PAD was founded by Linzey Zoccola in 2009. Her love for dogs, desire to serve, and her experience with raising, training and having her own service animal inspired her to create a new and organizational model for the field. Through a combination of consultations and research on topics ranging from rescue dogs, canine breeding, issues with kenneling dogs, to the complex needs of individuals living with disabilities, the inspiration to launch PAD began.
Early on, PAD focused solely on using rescue dogs, and some of the most exceptional assistance dogs are from rescues. Due to significant temperament issues, and the financial resources required, PAD is only occasionally able to use dogs found within shelters of the east coast. Before choosing a dog to work with we conduct a series of temperament evaluations on site and over a period of days with each dog, as well as have a veterinary consultation to ensure the dogs health. We believe strongly in working one on one with partners to discuss their needs of an assistance dog. Each breed is considerably different, as is each disability. Getting to know our clients closely allows us to search for and obtain a dog that best suits their needs. This can range from size, hypoallergenic needs, temperament, and more.
In 2014, PAD bred their first litter of future assistance dogs, a Standard Poodle litter. This litter was shared with Paws with a Cause in Michigan and 4 Paws for Ability in Ohio. 6 out of 8 puppies from that litter are working assistance dogs or currently in breeding programs for their program!
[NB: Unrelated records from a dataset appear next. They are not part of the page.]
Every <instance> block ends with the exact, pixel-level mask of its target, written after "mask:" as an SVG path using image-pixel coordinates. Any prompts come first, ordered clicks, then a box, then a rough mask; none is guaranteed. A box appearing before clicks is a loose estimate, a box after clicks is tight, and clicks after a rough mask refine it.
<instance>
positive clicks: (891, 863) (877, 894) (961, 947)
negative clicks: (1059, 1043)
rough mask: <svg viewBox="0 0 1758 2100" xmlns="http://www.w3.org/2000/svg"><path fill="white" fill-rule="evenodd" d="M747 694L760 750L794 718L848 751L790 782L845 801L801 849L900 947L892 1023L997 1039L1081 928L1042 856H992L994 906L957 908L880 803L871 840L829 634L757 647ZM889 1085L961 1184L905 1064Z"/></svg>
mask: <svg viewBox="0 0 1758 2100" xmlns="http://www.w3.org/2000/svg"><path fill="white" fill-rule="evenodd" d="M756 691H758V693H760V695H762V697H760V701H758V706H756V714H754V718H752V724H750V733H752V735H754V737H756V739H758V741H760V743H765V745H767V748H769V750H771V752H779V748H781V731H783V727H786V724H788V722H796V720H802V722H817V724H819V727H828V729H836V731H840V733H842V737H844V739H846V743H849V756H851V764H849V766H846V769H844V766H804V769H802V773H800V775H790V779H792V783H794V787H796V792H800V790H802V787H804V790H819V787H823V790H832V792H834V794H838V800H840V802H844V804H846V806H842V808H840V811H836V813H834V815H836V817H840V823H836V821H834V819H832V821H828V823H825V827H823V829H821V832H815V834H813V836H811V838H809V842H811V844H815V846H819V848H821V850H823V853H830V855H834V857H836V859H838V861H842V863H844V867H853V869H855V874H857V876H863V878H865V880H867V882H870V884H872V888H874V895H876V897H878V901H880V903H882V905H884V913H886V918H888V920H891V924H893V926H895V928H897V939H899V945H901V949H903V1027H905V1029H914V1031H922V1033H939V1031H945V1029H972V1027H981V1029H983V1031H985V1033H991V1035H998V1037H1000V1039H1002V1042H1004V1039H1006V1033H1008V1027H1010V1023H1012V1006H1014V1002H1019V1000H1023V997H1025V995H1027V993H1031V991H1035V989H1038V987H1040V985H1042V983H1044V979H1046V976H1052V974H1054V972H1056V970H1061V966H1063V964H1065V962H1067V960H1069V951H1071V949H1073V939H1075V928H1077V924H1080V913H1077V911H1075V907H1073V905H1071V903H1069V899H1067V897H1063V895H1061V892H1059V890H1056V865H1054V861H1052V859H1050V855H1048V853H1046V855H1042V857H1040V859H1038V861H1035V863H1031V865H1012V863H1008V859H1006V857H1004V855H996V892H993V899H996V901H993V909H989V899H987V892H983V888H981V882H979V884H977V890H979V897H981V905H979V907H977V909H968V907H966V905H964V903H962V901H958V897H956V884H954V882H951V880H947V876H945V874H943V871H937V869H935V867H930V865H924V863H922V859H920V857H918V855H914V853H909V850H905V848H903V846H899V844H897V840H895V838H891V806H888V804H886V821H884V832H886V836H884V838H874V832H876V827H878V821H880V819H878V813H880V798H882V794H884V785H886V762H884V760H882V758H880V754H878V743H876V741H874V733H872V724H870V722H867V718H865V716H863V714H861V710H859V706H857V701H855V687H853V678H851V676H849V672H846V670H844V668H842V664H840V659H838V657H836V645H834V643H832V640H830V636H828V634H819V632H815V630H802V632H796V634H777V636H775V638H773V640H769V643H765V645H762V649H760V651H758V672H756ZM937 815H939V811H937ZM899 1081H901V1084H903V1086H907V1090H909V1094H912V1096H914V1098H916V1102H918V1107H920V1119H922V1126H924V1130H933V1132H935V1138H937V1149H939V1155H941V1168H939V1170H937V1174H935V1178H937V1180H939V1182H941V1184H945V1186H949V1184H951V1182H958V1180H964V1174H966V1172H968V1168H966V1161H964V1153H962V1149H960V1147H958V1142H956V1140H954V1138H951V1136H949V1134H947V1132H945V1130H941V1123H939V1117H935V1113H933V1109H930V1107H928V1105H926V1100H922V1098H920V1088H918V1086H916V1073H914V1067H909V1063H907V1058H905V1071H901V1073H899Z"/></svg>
Each puppy is raised and ideally trained by the same individual. By eliminating the multiple handlers involved in training a dog, a significant amount of stress is eliminated! This does not mean that the dog will not learn to work with and ultimately follow instructions from new or different people – the dog will learn these things through training sessions.
Around 15 months old, each dog meets individuals on our waiting list and interacts with them. This special time is called Meet The Dogs. Volunteer Staff assess each interaction and take into consideration likes and dislikes of each individual when matching the future assistance dog teams.
Phoenix Assistance Dogs believes that partner education on canine behavior and development is a crucial key in the success of their team work. We strive to work with partners while they are on the waiting list to develop the skills they may not have currently such as using a clicker, holding a leash, and reinforcing behavior. This differs from general programs because many partners apply for an assistance dog and do not work with the program for years until their number is up on the waiting list.
As of 2014, PAD has 3 certified program trained assistance dog teams working.
As of 2014, PAD has certified 8 Owner Trained assistance dog teams and has an average of 5 teams in the training process at any given time.